OPINION

Lust in action, looted

Theirs is a pitiful lot, the agents who invade the privacy of millions of people, stealing images that we exchange through webcams, only to find that what is on the minds of many is sex. It is as if the employees of Britain’s GCHQ surveillance agency and America’s NSA don’t already have enough on their hands with conversations between friends or spouses, the advertisements, the mothers urging children to dress warmly, the businessmen discussing strategy, the terrorists exchanging secret messages, the birthday parties and other family moments – now they are forced to dirty their hands (not to mention their clear eyes and pure minds), wallowing in the trough of human lust and exhibitionism.
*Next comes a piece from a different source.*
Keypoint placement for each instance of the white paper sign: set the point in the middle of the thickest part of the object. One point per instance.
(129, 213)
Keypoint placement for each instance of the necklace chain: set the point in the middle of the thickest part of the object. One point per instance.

The agencies’ disappointment was revealed on Thursday by the Guardian as part of its ongoing investigation into the range and depth of the global surveillance network. The latest report concerned still images collected from Yahoo webcam chats between 2008 and 2010. Over a six-month period in 2008 alone, the newspaper noted, GCHQ collected imagery from webcam interchanges between 1.8 million people globally. The British agency “does not have the technical means to make sure no images of UK or US citizens are collected and stored by the system, and there are no restrictions under UK law to prevent Americans’ images being accessed by British analysts without an individual warrant,” the Guardian reported.
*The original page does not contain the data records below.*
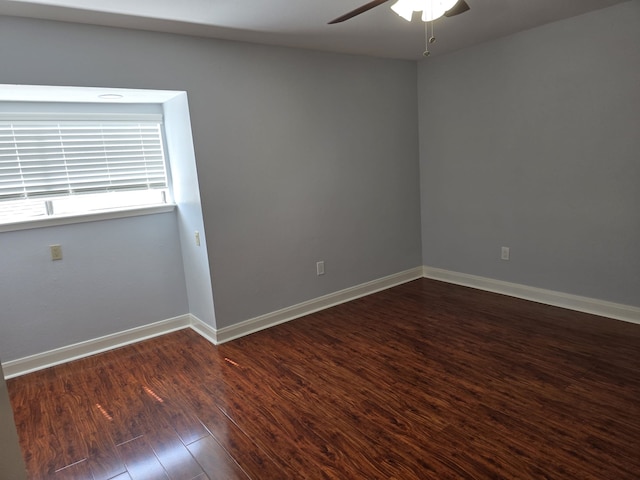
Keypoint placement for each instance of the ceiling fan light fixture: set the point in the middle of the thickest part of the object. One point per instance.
(431, 9)
(404, 8)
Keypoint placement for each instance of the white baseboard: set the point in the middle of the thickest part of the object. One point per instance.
(204, 330)
(593, 306)
(22, 366)
(76, 351)
(253, 325)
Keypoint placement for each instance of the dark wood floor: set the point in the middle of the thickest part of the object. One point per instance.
(422, 381)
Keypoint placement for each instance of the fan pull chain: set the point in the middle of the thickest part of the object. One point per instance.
(428, 38)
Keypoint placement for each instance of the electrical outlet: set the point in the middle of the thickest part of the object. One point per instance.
(56, 252)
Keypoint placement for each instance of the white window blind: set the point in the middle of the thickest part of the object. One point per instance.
(42, 161)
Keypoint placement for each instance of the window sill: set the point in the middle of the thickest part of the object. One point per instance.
(86, 217)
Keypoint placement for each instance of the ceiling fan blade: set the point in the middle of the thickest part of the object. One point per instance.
(457, 9)
(360, 10)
We should be shocked but we are not. For months we have been learning, bit by bit, how our whole planet is tangled in a web of surveillance, how no one is excluded. The new element is the moral unease and sensitivity of the agents when they have to face what people do when they think they are alone with those in whom they are interested. “Unfortunately,” one document notes, “there are issues with undesirable images within the data. It would appear that a surprising number of people use webcam conversations to show intimate parts of their body to the other person.” These “undesirable images” account for 3-11 percent of the material.

GHCQ, worried about how to protect its analysts from such shame, has employed software that excludes images of flesh if it is not part of a face. A circular also warned employees that “the dissemination of offensive material is a disciplinary offense.”

Despite whatever successes they have had in their pursuit of terrorists, our society owes a debt of gratitude to those who expend their spirit confronting “lust in action,” as Shakespeare put it in a sonnet on the power of desire. What would psychoanalysts say? They wander in a world of perpetual lust and fear, of frustration, narcissism, joy, exhibitionism, night terrors, hope, orgasm and death. This is the heart of humanity. It is neither good nor bad. It just is. Those who study humans know this already.

When agents invade our homes and loot our images, it is they who should be ashamed of their actions – not we for our desires.